A new study focused on kids on the field claims it could double chances of mental health issues.
The study focuses on kids who play football younger than 12 years old. Researchers say the hard hits take a toll.
“It’s hard to watch them out there, and you hear that crack,” said one football parent. “This league does a very good job of teaching them how to hit each other so that they don’t get a concussion so they’re not in danger.”
Inside the huddle at Towson Little League Football, coaches say players safety lies in the technique.
Coaches recognize that at this critical age of brain development, a good helmet goes a long way.
“I think it’s the number one priority. It’s what we preach and it’s what we abide by here,” said Towson Little League Football commissioner John Putnam.
A new study by Boston University of 214 former football players showed possible consequences of the game.
The study found that kids who play football before 12 years old are twice as likely to have problems with mood and behavior later in life, and three times as likely to suffer depression as adults.

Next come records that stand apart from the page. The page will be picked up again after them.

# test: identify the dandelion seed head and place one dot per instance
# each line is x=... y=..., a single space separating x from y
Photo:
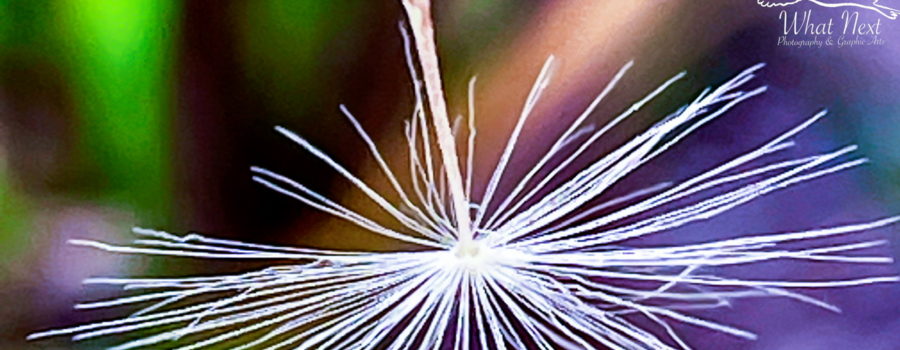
x=538 y=266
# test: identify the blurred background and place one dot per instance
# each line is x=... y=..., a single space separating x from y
x=149 y=113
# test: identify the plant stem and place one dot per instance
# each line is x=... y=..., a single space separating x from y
x=419 y=12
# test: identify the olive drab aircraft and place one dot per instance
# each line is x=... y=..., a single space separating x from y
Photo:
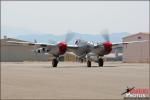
x=89 y=51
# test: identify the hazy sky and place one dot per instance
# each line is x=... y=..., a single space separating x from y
x=89 y=17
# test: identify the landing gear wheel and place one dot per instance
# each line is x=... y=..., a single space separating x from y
x=88 y=63
x=54 y=62
x=100 y=62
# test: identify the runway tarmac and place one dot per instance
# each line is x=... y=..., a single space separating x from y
x=70 y=80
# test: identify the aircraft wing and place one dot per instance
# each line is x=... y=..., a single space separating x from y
x=122 y=43
x=72 y=48
x=31 y=44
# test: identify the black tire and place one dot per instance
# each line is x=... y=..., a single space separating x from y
x=100 y=62
x=54 y=62
x=88 y=63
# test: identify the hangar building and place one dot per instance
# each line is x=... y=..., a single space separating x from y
x=18 y=53
x=136 y=52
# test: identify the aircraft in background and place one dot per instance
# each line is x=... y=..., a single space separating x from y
x=83 y=49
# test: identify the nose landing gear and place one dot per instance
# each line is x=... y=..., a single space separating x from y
x=100 y=62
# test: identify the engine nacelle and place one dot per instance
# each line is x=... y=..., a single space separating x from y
x=41 y=50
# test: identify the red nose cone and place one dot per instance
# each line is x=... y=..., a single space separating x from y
x=107 y=47
x=62 y=47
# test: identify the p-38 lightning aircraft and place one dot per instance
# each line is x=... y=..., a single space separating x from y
x=82 y=49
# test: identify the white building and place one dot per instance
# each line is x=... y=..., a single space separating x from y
x=18 y=52
x=137 y=52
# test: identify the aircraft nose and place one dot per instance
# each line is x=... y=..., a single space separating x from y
x=62 y=47
x=107 y=47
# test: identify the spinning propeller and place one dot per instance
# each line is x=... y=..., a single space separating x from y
x=107 y=44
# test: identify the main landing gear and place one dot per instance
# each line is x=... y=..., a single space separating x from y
x=88 y=63
x=100 y=62
x=54 y=62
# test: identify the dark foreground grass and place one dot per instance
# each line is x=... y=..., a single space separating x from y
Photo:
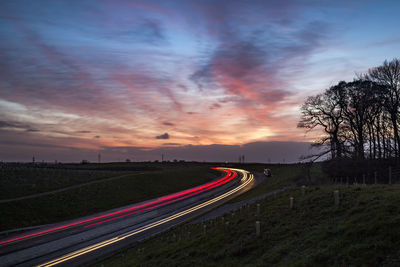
x=283 y=175
x=102 y=196
x=363 y=231
x=27 y=180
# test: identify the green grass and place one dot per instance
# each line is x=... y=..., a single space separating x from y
x=363 y=231
x=282 y=175
x=101 y=196
x=26 y=180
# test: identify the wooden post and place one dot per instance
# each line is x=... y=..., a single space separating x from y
x=227 y=226
x=258 y=228
x=336 y=196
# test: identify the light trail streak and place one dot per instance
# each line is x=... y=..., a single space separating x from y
x=167 y=202
x=159 y=200
x=149 y=226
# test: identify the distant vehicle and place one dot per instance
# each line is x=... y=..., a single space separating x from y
x=267 y=172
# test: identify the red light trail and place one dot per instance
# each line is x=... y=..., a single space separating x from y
x=145 y=206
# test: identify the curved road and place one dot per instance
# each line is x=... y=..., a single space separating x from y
x=86 y=239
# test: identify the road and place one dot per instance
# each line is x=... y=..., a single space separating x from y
x=86 y=239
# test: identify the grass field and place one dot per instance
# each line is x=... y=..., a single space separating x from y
x=23 y=180
x=108 y=194
x=282 y=175
x=363 y=231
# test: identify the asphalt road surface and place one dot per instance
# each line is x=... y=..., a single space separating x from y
x=87 y=239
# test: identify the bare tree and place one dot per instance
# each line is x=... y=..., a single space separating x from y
x=324 y=110
x=388 y=75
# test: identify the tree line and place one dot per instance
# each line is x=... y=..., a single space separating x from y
x=359 y=119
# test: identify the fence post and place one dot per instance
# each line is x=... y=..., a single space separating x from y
x=336 y=196
x=257 y=228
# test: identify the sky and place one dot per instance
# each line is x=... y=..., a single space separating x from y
x=194 y=80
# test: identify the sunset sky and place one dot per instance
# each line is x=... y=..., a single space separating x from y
x=196 y=80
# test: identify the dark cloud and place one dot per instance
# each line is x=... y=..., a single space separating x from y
x=215 y=106
x=163 y=136
x=171 y=144
x=17 y=125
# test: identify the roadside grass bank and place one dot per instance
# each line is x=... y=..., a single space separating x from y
x=283 y=175
x=26 y=180
x=105 y=195
x=361 y=231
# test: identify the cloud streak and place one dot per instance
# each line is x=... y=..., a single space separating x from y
x=206 y=73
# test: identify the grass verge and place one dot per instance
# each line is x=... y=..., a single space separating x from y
x=102 y=196
x=362 y=231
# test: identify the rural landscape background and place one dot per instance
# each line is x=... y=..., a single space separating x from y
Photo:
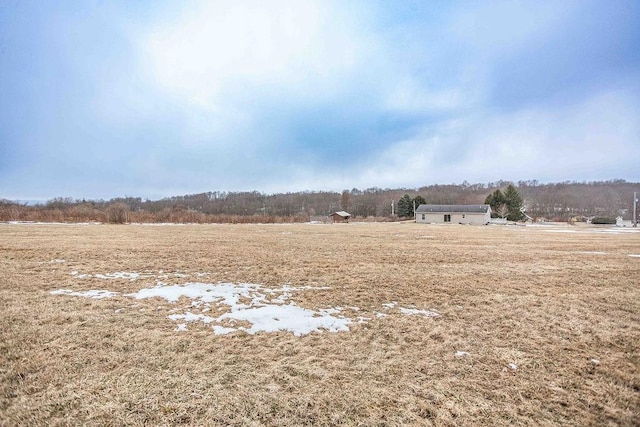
x=551 y=202
x=167 y=172
x=445 y=325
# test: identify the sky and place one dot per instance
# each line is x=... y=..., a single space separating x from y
x=152 y=99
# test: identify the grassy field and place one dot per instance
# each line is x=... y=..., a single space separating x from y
x=538 y=325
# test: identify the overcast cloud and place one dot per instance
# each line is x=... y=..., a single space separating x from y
x=153 y=99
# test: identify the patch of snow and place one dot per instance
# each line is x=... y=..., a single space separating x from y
x=298 y=320
x=414 y=311
x=190 y=317
x=221 y=330
x=263 y=309
x=96 y=294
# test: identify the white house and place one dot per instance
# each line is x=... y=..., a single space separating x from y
x=453 y=214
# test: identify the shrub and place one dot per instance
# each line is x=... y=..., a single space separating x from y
x=118 y=213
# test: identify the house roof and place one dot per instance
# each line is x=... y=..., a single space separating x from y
x=452 y=209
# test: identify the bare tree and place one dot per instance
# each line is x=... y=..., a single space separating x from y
x=118 y=213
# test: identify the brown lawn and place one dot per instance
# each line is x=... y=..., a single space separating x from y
x=564 y=307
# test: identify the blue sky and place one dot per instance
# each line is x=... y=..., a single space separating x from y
x=100 y=99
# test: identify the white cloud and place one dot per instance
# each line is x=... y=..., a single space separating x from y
x=593 y=138
x=213 y=50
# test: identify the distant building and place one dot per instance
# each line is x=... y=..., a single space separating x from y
x=453 y=214
x=340 y=216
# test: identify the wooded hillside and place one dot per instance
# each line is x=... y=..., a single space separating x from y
x=557 y=201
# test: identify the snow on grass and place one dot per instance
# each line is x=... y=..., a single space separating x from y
x=118 y=275
x=415 y=311
x=245 y=307
x=96 y=294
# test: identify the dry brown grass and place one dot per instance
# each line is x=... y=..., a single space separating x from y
x=506 y=295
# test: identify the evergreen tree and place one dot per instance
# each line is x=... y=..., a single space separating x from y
x=419 y=200
x=495 y=200
x=513 y=200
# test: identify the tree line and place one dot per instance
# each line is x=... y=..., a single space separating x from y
x=555 y=202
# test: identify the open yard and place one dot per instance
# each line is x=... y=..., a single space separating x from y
x=319 y=324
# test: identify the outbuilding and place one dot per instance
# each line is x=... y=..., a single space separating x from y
x=453 y=214
x=340 y=216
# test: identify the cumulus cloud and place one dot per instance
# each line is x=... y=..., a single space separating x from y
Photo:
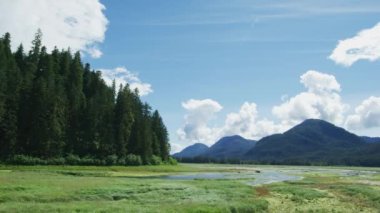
x=199 y=114
x=321 y=100
x=367 y=115
x=246 y=122
x=78 y=24
x=123 y=76
x=364 y=46
x=318 y=82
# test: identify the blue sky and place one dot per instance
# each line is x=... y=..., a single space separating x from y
x=222 y=54
x=235 y=51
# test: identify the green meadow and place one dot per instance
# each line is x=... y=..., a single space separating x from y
x=182 y=188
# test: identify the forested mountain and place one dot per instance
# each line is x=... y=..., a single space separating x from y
x=226 y=149
x=192 y=151
x=312 y=142
x=230 y=147
x=54 y=107
x=370 y=139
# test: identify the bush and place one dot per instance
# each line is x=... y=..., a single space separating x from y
x=26 y=160
x=133 y=160
x=111 y=160
x=172 y=161
x=73 y=159
x=56 y=161
x=155 y=160
x=87 y=161
x=121 y=161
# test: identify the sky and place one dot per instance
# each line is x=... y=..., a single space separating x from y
x=215 y=68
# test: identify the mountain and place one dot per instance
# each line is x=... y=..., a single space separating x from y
x=311 y=141
x=370 y=139
x=231 y=147
x=192 y=151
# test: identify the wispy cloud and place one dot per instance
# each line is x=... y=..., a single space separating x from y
x=122 y=76
x=80 y=25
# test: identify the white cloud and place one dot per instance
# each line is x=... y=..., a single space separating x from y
x=246 y=123
x=123 y=76
x=367 y=115
x=196 y=127
x=317 y=82
x=364 y=46
x=321 y=101
x=80 y=24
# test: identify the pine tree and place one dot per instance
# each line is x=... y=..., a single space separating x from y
x=123 y=120
x=52 y=106
x=9 y=124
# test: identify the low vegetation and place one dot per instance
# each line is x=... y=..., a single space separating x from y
x=144 y=189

Even kids who don’t get concussions.
“There’s a lot of unknowns still with regard to the risks of repetitive head trauma. and the study is a good conversation point,” said Dr. Louis Kovacs of MedStar Health. “But for now its still not clear what the risks are.”
For now, coach Putnam hopes his players and coaches will remember the long game.
“We need to tell the parents and the coaches, they’re here to live another day. They’re not signing division one scholarships tomorrow, but we hope that they’re going to be good young men and young women,” Putnam said.
Dr. Kovacs also pointed out there are many other contact sports, not just football that pose concussion risks. The long term risks for any concussions just aren’t clear.
According to the Sports and Fitness Industry Association, participation in tackle football among young kids has dropped nearly 20 percent since 2009.